Spécificité des cancers chez les patients immunodéprimés
- L'immunodépression, notamment chez les patients transplantés (d'organe ou de cellules souches hématopoïétiques) ou en cas d'infection par le VIH, est associée à une augmentation de l'incidence de nombreux cancers, responsable d'une morbidité et d'une mortalité importantes dans ces populations. L'épidémiologie et la présentation clinique de ces cancers sont différentes de celles de la population générale, avec un rôle important d'agents infectieux (notamment viraux) dans l'oncogenèse, un diagnostic parfois plus tardif, une pathologie plus agressive et un pronostic souvent plus péjoratif. En l'absence de recommandations précises sur le plan thérapeutique, hormis les lymphoproliférations postgreffe, l'attention doit être portée sur les comorbidités et les interactions médicamenteuses potentielles, en particulier via le cytochrome P450, nécessitant le recours à une prise en charge multidisciplinaire avec une réunion de concertation comme celles des groupes CANCERVIH et k-virogref en France.

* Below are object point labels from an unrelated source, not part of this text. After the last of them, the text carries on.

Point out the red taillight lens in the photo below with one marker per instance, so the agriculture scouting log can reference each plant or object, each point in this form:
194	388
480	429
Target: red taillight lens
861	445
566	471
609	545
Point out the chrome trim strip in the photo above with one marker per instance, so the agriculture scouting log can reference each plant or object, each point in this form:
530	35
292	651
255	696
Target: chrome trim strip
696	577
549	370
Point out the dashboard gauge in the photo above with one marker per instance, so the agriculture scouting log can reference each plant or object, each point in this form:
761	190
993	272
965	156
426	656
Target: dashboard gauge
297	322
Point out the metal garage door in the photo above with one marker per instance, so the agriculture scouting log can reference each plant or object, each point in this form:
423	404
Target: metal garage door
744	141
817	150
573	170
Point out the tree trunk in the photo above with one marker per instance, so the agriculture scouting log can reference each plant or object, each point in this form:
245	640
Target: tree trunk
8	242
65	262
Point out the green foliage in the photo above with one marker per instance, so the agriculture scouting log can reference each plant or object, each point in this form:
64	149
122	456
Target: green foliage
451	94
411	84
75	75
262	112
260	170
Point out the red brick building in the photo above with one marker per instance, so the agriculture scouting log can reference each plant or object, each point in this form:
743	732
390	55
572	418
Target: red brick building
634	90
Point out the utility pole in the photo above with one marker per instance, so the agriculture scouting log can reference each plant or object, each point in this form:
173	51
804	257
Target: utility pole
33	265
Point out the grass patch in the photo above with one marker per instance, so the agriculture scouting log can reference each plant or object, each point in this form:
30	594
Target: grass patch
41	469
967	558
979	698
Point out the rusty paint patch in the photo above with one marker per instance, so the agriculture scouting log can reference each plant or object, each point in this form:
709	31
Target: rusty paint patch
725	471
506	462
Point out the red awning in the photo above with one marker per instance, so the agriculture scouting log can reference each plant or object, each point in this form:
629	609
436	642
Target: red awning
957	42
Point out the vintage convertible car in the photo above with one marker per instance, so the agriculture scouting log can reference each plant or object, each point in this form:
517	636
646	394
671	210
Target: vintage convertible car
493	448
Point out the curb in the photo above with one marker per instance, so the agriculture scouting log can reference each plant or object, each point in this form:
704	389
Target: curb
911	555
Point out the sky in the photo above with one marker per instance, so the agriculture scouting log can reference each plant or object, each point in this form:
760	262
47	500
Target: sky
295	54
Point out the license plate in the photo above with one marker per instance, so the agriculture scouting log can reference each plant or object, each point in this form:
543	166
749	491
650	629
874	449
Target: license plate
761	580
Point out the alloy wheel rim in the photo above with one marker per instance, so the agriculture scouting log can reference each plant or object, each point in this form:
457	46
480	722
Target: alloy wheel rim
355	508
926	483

L'objectif de cette revue est de présenter une actualité scientifique concernant l'épidémiologie des cancers associés à l'immunodépression, leurs causes possibles et la spécificité de leur prise en charge.
Liens d'interêts
A. Gobert, M. Veyri et N. Balegroune déclarent ne pas avoir de liens d’intérêts.
V. Leblond et J.P. Spano déclarent avoir des liens d’intérêts avec Roche, MSD, Gilead, Novartis, Lilly, PFO et AstraZeneca.
S. Choquet déclare avoir des liens d’intérêts avec Roche, Biogaran, Sandoz et Atara.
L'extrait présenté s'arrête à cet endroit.